I only met Bruce Feldman once. He was kind, professional, and offered me some personal advice that I carry very closely today.
Most of you are aware that ESPN suspended Feldman yesterday barring him from writing “…for any ESPN entity, is forbidden from appearing on any ESPN platform, is not allowed to Tweet from his Twitter account nor participate in any promotion of a recently-released book in which Feldman played a role.”
The book in question is “Swing your Sword” a biography of Mike Leach which Feldman collaborated on (with permission from ESPN). Feldman had agreed to help with book prior to Leach’s bitter departure from Texas Tech, but told colleagues that he wouldn’t proceed unless he had permission from his employer, ESPN; which he did receive.
Since the book has been released (Monday), Feldman has made no mention of it, or his involvement with it in any medium, including his Twitter feed.

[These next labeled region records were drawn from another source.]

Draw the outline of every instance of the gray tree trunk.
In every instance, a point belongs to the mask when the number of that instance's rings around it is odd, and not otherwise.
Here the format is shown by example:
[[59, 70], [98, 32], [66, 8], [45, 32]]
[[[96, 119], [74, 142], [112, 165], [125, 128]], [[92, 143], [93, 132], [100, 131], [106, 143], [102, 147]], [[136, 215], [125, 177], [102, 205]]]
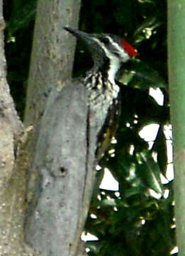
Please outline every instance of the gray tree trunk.
[[45, 256], [79, 254], [95, 177], [97, 129], [89, 130], [85, 88], [71, 80], [74, 40], [62, 29], [77, 26], [79, 11], [77, 0], [40, 0], [37, 10], [25, 115], [33, 127], [25, 234]]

Those who know me know there is no love lost between the “worldwide leader” and myself. I think their pseudo monopoly on most sports coverage is bad for sports, I think their policy of muzzling their personalities (Jemele Hill was suspended for a week for talking about Hitler, Dana Jacobsen got a week for bad-mouthing Jesus –while being drunk at a celebrity roast, and Tony Kornheiser was suspended for two weeks for talking negatively about Hannah Storm’s wardrobe) is bad for sports, and I think their too often slanted narratives (ESPN ran a Heisman campaign for Tim Tebow, whether you feel he deserved it or not) are bad for sports. I think that an Emmy type award show (ESPY’s) is a fucking embarrassment for sports.
I’ll leave the first amendment implications aside, as I believe that while tangible, they are fringe to this discussion and simply ask why is the most popular sports network in the world afraid of one of their reporters’ involvement in a coaches biography? One they gave explicit permission for that reporter to work on.
This sets a terrible precedent, and it says that ESPN would rather have their personalities not speak ill of each other, than do quality in depth reporting and writing on sports. No wonder Yahoo! Sports’ Charles Robinson is scooping them left and right.
Put Feldman back, ESPN… You’re becoming to sports, what MTV has now become to music. Irrelevant.